Cancer discovery | 17 Dec 2016
M Demaria, MN O'Leary, J Chang, L Shao, S Liu, F Alimirah, K Koenig, C Le, N Mitin, AM Deal, S Alston, EC Academia, S Kilmarx, A Valdovinos, B Wang, A de Bruin, BK Kennedy, S Melov, D Zhou, NE Sharpless, H Muss and J Campisi
Cellular senescence suppresses cancer by irreversibly arresting cell proliferation. Senescent cells acquire a pro-inflammatory senescence-associated secretory phenotype. Many genotoxic chemotherapies target proliferating cells non-specifically, often with adverse reactions.
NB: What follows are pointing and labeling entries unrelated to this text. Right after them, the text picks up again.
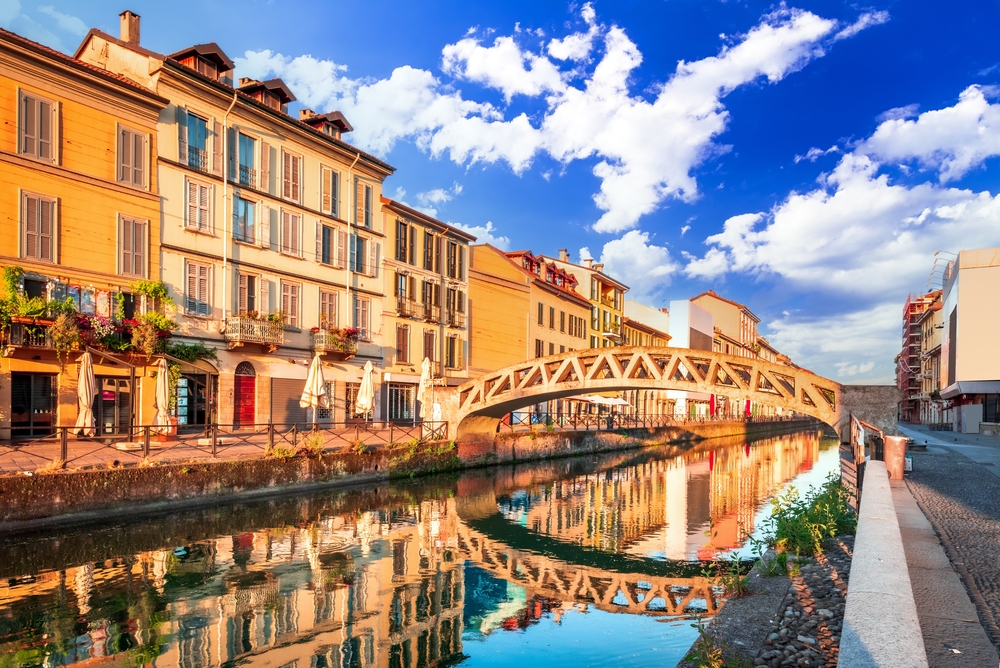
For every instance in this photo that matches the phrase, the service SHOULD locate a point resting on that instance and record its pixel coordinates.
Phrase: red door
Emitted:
(244, 396)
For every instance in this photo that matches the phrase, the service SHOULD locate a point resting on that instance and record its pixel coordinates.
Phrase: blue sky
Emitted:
(807, 159)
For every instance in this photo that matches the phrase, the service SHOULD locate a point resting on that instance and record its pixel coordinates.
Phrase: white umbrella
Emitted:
(161, 398)
(86, 388)
(365, 400)
(314, 394)
(425, 383)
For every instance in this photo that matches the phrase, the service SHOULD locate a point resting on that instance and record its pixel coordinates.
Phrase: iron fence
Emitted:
(151, 445)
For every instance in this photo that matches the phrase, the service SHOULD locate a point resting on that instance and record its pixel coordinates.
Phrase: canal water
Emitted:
(590, 561)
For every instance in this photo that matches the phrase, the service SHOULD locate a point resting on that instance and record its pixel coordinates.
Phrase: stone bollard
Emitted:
(895, 456)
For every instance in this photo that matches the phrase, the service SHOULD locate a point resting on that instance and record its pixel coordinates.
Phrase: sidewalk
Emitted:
(955, 483)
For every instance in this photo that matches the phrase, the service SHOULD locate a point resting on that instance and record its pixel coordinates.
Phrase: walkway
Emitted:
(956, 484)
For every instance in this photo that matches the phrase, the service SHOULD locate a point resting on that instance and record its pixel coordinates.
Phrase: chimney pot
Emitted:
(129, 32)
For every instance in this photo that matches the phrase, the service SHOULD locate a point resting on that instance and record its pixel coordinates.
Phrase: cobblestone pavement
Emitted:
(808, 633)
(961, 499)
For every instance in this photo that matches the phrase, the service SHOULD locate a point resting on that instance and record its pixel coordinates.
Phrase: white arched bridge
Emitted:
(478, 405)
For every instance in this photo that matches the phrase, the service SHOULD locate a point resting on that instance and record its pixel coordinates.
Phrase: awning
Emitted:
(971, 387)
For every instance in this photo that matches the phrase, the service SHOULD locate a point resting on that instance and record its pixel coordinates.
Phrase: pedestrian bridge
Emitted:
(480, 404)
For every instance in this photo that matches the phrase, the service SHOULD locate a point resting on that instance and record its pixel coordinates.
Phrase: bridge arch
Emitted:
(481, 403)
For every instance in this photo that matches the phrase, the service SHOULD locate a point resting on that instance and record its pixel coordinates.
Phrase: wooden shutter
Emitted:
(265, 167)
(325, 185)
(181, 135)
(217, 147)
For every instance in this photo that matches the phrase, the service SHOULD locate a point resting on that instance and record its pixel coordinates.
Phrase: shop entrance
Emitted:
(244, 395)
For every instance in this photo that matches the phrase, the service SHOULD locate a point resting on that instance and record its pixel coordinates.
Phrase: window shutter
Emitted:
(233, 161)
(45, 122)
(181, 135)
(325, 185)
(341, 249)
(217, 147)
(374, 250)
(265, 167)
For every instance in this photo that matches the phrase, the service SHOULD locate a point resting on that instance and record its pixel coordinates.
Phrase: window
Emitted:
(247, 293)
(199, 206)
(290, 304)
(402, 344)
(362, 316)
(291, 176)
(196, 298)
(197, 142)
(132, 152)
(243, 219)
(328, 308)
(453, 352)
(363, 204)
(291, 224)
(37, 128)
(38, 228)
(430, 349)
(132, 247)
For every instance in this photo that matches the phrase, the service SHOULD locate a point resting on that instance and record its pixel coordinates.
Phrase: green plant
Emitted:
(799, 524)
(65, 335)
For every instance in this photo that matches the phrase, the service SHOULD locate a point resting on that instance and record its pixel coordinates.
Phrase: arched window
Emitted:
(245, 369)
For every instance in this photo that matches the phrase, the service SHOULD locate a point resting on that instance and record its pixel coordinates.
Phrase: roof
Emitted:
(116, 79)
(223, 87)
(210, 51)
(423, 217)
(275, 85)
(713, 293)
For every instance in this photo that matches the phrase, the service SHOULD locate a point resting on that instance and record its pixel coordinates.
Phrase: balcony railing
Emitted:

In accord with prior work, we show that several chemotherapeutic drugs induce senescence of primary murine and human cells. Using a transgenic mouse that permits tracking and eliminating senescent cells, we show that therapy-induced senescent (TIS) cells persist and contribute to local and systemic inflammation. Eliminating TIS cells reduced several short- and long-term effects of the drugs, including bone marrow suppression, cardiac dysfunction, cancer recurrence and physical activity and strength. Consistent with our findings in mice, the risk of chemotherapy-induced fatigue was significantly greater in humans with increased expression of a senescence marker in T-cells prior to chemotherapy. These findings suggest that senescent cells can cause certain chemotherapy side effects, providing a new target to reduce the toxicity of anti-cancer treatments.